Bu beyanname, birlikte yaşama iradesini en güçlü şekilde ortaya koyan bir metindir. Farklılıklarımızı zenginlik görüp bu zenginliği büyütme iradesini ortaya koyan bir beyannamedir. Bu beyanname Türkiye'yi çağdaş uygarlığa ulaştıracak yol haritasıdır.

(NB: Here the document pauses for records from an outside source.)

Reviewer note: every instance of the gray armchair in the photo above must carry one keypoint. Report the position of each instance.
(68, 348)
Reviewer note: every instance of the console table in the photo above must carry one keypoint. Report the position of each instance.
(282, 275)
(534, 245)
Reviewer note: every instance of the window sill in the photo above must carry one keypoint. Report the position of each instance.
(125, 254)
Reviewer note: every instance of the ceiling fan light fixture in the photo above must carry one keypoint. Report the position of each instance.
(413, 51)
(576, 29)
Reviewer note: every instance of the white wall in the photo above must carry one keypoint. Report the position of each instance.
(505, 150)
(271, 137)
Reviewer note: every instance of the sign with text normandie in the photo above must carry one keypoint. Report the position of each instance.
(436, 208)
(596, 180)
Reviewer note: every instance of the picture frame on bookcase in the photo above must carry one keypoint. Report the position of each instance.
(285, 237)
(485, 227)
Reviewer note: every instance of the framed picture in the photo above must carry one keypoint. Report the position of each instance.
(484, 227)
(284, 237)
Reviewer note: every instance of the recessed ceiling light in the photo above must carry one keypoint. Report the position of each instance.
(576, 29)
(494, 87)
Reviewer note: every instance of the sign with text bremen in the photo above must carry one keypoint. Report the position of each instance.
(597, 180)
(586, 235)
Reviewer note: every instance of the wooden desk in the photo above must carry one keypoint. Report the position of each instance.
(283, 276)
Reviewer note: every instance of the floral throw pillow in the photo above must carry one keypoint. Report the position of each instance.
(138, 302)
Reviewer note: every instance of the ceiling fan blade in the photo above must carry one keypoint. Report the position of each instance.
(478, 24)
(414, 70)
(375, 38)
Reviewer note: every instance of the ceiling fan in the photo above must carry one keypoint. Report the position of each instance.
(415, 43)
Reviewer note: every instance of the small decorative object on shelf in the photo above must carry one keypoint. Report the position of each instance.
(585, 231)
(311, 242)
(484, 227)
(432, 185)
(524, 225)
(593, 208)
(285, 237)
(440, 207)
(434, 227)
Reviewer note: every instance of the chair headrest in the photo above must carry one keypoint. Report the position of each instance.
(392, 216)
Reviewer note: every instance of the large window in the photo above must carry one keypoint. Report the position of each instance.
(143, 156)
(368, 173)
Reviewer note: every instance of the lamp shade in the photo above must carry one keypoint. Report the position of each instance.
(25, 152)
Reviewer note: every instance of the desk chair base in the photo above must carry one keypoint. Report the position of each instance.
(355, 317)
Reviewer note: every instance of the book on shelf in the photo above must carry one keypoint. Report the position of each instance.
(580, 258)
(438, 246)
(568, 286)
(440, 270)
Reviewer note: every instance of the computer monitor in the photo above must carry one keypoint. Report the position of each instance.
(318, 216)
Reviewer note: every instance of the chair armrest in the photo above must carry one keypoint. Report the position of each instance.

Havuz medyası da buna itiraz edemedi? 'Şurası yanlıştır' diyemediler. Diyemezler zaten. Böyle bir beyannameyi hazırlamak CHP'ye yakışırdı, biz bunu yaptık. Bu beyannameyi kurultayımıza katılan tüm delegelerin oy birliği ile tarihe miras olarak bıraktık.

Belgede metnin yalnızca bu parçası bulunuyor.